Le caractère distinctif au sens de l’article 7, paragraphe 1, sous b), du RMUE signifie que la marque demandée doit servir à identifier les produits ou les services pour lesquels l’enregistrement est demandé comme provenant d’une entreprise déterminée, et ainsi à distinguer ces produits ou services de ceux d’autres entreprises (29/04/2004, C 456/01 P & C 457/01 P, Tabs, EU:C:2004:258, § 34).

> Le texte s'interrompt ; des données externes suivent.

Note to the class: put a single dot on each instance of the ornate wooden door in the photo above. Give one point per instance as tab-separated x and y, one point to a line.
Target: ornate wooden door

Tel n’est pas le cas de la marque en cause. La marque est composée du terme « freshcia », signifiant « frais ». Le consommateur anglophone pertinent comprendrait aisément que les produits des classes 3 et 5 aideront le consommateur pertinent à se sentir et à paraître frais, mais ne serait pas en mesure d’identifier une origine commerciale des produits.
La demande de marque sera perçue par le public pertinent comme une indication courante, décrivant la finalité des produits. Bien que les dictionnaires ne fournissent pas toujours une traduction ou une signification spécifique pour chaque situation particulière, le sens est clair : « freshcia » (φρέσκια) signifie « frais ». En Grèce, dire que quelqu’un est « frais » après un bain est une expression tout à fait naturelle, couramment utilisée.
Contrairement à l’avis du demandeur, la marque est dépourvue d’un niveau minimal de caractère distinctif qui permettrait au consommateur de la percevoir comme une indication d’origine. Dans le contexte des produits revendiqués, ou en relation avec ceux-ci, cette signification est évidente.
Si le public pertinent du secteur concerné par la marque perçoit un signe comme une indication de la nature ou d’une caractéristique des produits ou services qu’il désigne et non comme une indication de l’origine des produits ou services en question, alors la marque ne remplit pas les exigences de l’article 7, paragraphe 1, sous b), du règlement n° 207/2009 (cf. arrêt du Tribunal du 29/04/2010, T-586/08, BioPietra, EU:T:2010:171, § 22 et la jurisprudence citée).
2. Le demandeur fait valoir que le terme « freshcia » est un terme inventé ou fantaisiste sans signification intrinsèque en anglais, langue prédominante sur le marché de l’Union européenne, et que la majorité des consommateurs pertinents ne reconnaîtront ni n’associeront la marque au mot grec.
L’Office convient que le terme « freshcia » n’est pas un mot anglais standard. Toutefois, la marque ne peut pas être évaluée comme un terme fantaisiste. Le mot « freshcia » a une signification claire pour le consommateur grecophone pertinent. Bien qu’il soit exact que « freshcia » ne soit pas l’orthographe directe du terme grec, il sera facilement reconnu par le consommateur grecophone pertinent, en raison de sa similitude phonétique avec le mot φρέσκια.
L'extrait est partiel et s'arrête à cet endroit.